Almost three months ago to this day, readers, I introduced you to a local puzzle that I was hoping to solve. Big Island, to catch you up, is a modest chunk of river valley wilderness with a backstory that both intrigued the explorer in me and piqued the curious pathfinder that lives in the uncaged corners of my soul.

I live a short(ish) walk from the winding North Saskatchewan River, a silty mountain-fed prairie waterway that snakes its way across the province and bisects the city in which I live.

If you recall, the city leaders have built policy around the idea of preserving what they term a “ribbon of green” that is our river valley. They do this as a system of trails and public parks rivaling the accessible and recreational natural areas of most cities around the world. In fact, many locals often use the comparison to NYC’s Central Park of which Edmonton’s river valley is approximately twenty-two times the size, but spread across nearly fifty kilometers of riverbanks. Of course, preserving a public green space in the middle of Manhattan is a whole different scale of forethought compared to us just avoiding putting some suburban houses on the unpredictable steep cliffs and sandy soil sides of a prairie river, but don’t say that too loudly if you come to visit our river trails.

I’ve had it in my head to explore south of this preserved system and beyond the city borders, particularly so when I learned that a few kilometers past the so-called “end of the trail” is an oxbow formation in the land, a place where the river once sharply bent and carved off a little bubble of land but has long since shortcut and left a quasi-island nestled into the edge of the same river valley.

I’ve got maps and diagrams to explain all this in part one, and it is where I also explain that this little oxbow island, named Big Island, has a long secret local history and is now slated to become officially protected with a provincial park designation.

All this, and yet no one really knows how to get there.

Of Adventure Runs

Having discovered that such a mystery exists, I got it into my head to find a way to visit.

This past Wednesday evening I proposed an adventure to my running crew.

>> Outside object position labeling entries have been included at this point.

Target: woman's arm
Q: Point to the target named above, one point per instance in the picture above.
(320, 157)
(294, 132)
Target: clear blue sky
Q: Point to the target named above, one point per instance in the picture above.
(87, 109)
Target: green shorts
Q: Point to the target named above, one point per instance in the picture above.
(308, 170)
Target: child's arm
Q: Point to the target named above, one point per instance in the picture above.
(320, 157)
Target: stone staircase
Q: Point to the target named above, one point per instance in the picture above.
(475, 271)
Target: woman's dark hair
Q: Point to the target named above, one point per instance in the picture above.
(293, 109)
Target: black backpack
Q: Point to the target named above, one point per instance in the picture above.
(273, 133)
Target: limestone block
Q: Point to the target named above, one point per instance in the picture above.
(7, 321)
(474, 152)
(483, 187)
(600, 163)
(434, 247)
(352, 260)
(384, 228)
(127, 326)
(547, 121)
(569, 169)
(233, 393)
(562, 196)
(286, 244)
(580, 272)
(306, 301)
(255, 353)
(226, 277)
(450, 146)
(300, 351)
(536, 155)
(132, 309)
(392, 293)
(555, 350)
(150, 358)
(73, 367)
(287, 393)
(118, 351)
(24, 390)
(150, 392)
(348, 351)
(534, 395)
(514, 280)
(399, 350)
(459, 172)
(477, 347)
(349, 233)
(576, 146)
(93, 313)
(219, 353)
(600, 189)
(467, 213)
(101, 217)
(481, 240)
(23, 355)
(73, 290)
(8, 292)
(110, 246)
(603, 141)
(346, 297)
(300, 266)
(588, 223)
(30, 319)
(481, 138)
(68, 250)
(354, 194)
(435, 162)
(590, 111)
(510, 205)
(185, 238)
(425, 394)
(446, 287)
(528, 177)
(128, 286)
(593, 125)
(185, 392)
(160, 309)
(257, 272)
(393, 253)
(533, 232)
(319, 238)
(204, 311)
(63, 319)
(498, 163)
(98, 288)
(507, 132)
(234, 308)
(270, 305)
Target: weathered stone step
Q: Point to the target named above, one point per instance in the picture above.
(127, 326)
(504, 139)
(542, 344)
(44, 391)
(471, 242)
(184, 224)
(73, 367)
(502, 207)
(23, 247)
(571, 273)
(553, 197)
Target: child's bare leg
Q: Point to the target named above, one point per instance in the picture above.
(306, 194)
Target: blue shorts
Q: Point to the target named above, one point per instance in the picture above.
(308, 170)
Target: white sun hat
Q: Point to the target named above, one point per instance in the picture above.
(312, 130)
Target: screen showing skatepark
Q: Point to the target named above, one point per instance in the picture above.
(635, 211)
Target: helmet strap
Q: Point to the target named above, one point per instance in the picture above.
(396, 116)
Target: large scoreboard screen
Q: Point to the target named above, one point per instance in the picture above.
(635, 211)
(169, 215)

Each Wednesday over the summer, after all, we meet to do an exploration run of some bit of local trail that few of us have previously visited. I asked, with couched expectations, if anyone was interested in trying to find a trail to Big Island.

There were five of us who broke from the even, clear asphalt shortly after seven that evening, and climbed into a narrow stretch of single-track trail leading into the river valley woods along a route I’d often seen but never travelled.

The heat was still lingering with a sweltering, humid hot that made the rolling trails even more of a challenge than they should have been. Yet, the rough trail, unchecked by anyone but the more hardcore of local adventurers, was mere scrambles of dirt and roots and bits of low vegetation swatting our ankles as we ran by trying not to trip or stumble down a steep bit of path and often grabbing onto trees or branches to keep from a fall.

This path towards Big Island was not well-worn.

And in fact, this turned out to not be a path to Big Island at all.

With our phones in hand we plotted our location in the GPS map comparing our real time adventure to a satellite map of our intended destination. We estimated that at our nearest we were merely five hundred meters away from the shores of Big Island. But the path degraded into near non-existence, become a dense shrub-lined fox run at best, and at worst an anthill-infested maze not intended for a bunch of ill prepared runners in running shorts on a weekday evening schedule.

We turned back, unable to reach our destination on the first attempt, everyone a bit disappointed but beyond fine with the adventure and attempt. Meanwhile I secretly plotted how part three of this mystery might unfold. Someday.